Decomail is actually derived from English, which is short for decorative mail. The decorated mail would be more grammatically correct, but the official full name is indeed a decoration. In fact this should be familiar to many readers as it is just a marketing name for HTML based email on the mobile phone, allowing for simple text decoration through features like scrolling banners, inserted images, aligned text and color selection. An important manifestation of decomail is the use of what is an actually animated emoji, which allows you to insert small animations in emails, and some phones come preloaded with animations numbered in the thousands!
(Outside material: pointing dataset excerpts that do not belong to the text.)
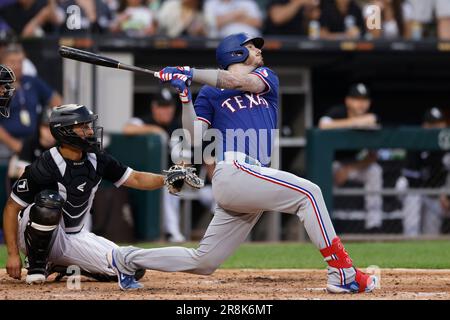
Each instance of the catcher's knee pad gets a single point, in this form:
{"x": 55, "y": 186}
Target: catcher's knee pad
{"x": 40, "y": 233}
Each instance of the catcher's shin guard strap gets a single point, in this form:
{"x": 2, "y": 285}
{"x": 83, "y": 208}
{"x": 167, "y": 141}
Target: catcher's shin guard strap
{"x": 337, "y": 249}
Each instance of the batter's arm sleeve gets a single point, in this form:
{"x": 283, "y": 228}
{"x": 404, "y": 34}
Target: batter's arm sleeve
{"x": 192, "y": 123}
{"x": 144, "y": 180}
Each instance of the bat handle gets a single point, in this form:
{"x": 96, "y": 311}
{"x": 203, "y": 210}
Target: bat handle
{"x": 156, "y": 75}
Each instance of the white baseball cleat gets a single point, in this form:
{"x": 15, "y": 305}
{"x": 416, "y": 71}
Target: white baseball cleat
{"x": 36, "y": 278}
{"x": 363, "y": 283}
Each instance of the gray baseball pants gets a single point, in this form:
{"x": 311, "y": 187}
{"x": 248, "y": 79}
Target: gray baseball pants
{"x": 243, "y": 192}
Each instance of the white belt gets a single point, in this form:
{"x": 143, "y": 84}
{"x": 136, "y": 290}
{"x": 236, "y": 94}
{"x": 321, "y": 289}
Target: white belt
{"x": 230, "y": 156}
However, these images are not just limited to small animated emojis (kaoani – animated faces – are a manifestation, and another term to talk about later) but can also be larger and can also be Flash scripts.

As mentioned at the beginning of this section, decomail is HTML mail, which means yes, you can send these messages to foreign friends right from your Japanese mobile! Sometimes you can get it too, but because the size and other limitations of a cell phone are pretty severe, there’s less guarantee that it will actually work.